Osteoarthritis is the most common cause of midfoot arthritis. Osteoarthritis is often due to a previous injury but for many patients, they may simply be genetically predisposed to osteoarthritis. This article explores treatment options for arthritis of the foot.
Arthritis of the midfoot - treatment options
One of the toughest problems that I manage in practice is midfoot arthritis. Osteoarthritis is the most common cause of midfoot arthritis. Osteoarthritis is often due to a previous injury but for many patients, they may simply be genetically predisposed to osteoarthritis. For more information on osteoarthritis, be sure to visit our knowledge base page that describes the onset and treatment options for osteoarthritis of the foot and ankle.
Osteoarthritis is treated in much the same way regardless of body location. That means that osteoarthritis of the knee, the hand or the foot are treated by three primary categories of care: bracing, medications or surgery. As an example, think of a friend that has had osteoarthritis of the knee. First, they'll take a little Tylenol. Next, they'll get a slip-on knee brace. As the pain increases, a visit to the doctor will result in the use of oral anti-inflammatory medications. More pain necessitates a trip to the orthopedist. A shot of cortisone will be used. With more cartilage loss Synvisc will be used. Arthroscopic surgery can debride some of the loose cartilage. And lastly, the knee is replaced with a prosthetic joint.
Osteoarthritis of the midfoot
With midfoot arthritis, surgery is a poor choice. We have no implant that can be reliably used. That leaves us with midfoot fusions - not one of my favorite procedures due to significant patient disability and lower than expected surgical outcomes. Medications can be helpful in the active 'inflammatory' stages of osteoarthritis but have some degree of limitations.

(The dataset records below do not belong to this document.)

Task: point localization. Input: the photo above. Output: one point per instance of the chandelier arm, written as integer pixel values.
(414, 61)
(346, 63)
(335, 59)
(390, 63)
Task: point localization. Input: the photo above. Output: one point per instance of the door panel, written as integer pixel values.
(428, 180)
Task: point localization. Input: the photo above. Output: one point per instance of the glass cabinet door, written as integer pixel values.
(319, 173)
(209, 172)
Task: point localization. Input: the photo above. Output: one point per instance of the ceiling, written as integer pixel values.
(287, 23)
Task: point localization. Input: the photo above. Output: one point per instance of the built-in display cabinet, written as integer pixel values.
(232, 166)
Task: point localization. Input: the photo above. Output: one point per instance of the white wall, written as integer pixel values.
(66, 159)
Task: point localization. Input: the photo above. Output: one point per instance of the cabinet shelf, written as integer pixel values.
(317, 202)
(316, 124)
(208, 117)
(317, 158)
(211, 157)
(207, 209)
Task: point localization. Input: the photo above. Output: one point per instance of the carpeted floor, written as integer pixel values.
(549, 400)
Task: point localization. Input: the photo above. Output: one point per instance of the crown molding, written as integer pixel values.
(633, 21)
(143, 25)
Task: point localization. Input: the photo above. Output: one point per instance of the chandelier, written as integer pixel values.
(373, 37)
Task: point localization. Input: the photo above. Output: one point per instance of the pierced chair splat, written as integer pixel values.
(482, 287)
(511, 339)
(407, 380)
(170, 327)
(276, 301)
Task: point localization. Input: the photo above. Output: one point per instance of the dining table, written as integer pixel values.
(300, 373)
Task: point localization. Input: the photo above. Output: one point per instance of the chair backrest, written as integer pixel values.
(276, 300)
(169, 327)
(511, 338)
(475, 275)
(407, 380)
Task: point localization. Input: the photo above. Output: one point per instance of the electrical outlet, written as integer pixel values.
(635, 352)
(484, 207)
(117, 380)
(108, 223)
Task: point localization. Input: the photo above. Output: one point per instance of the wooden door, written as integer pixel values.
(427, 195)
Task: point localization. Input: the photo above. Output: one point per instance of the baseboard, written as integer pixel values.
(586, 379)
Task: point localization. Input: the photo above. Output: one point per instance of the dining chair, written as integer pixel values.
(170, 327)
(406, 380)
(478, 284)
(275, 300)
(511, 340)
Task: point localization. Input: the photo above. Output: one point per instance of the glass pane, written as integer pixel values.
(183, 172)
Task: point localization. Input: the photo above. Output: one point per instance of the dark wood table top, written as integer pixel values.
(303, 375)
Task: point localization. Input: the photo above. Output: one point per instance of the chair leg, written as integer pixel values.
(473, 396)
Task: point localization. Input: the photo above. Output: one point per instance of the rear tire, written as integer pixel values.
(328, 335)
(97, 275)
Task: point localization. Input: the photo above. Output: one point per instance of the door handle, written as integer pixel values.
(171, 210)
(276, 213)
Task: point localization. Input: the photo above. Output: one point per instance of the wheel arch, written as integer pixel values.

That leaves bracing as the primary category that we use for treatment of midfoot arthritis. The primary goal with bracing is to create a splint that will limit the amount of mechanical load that is applied to the midfoot. When I say mechanical load, I'm referring to the load generated by the calf and delivered to the ball-of-the-foot with each step that we take. For sake of a visual image, think of a large wooden tongue depressor duct-taped to the bottom of the foot. Not a recommended treatment, but I think you get the picture.
Treating osteoarthritis of the foot with carbon graphite orthotics
To provide rigidity in the shoe but allow a patient to use their existing insert, I often use a Carbon Graphite Spring Plate or Glass Fiber Shoe Plate Flat. In each case, the support is accompanied by an Arch Binder. The Arch Binder can be worn with or without a shoe.
And lastly, each of these products needs to be paired with an appropriate shoe. When treating midfoot osteoarthritis, the three characteristics of a traditional Oxford shoe really become important. Those characteristics include a rigid shank, a slight heel and a laced upper. the shank helps to compliment the insert, reinforcing the rigidity under the midfoot. The raised heel helps to decrease the amount of force generated by the calf and actually tips you a bit forward. And lastly, the laced upper is what really ties things together making this insert/shoe combination into what is actually a brace.
Midfoot osteoarthritis can be tough to manage, but with the correct inserts and shoes, bracing is simple and functional.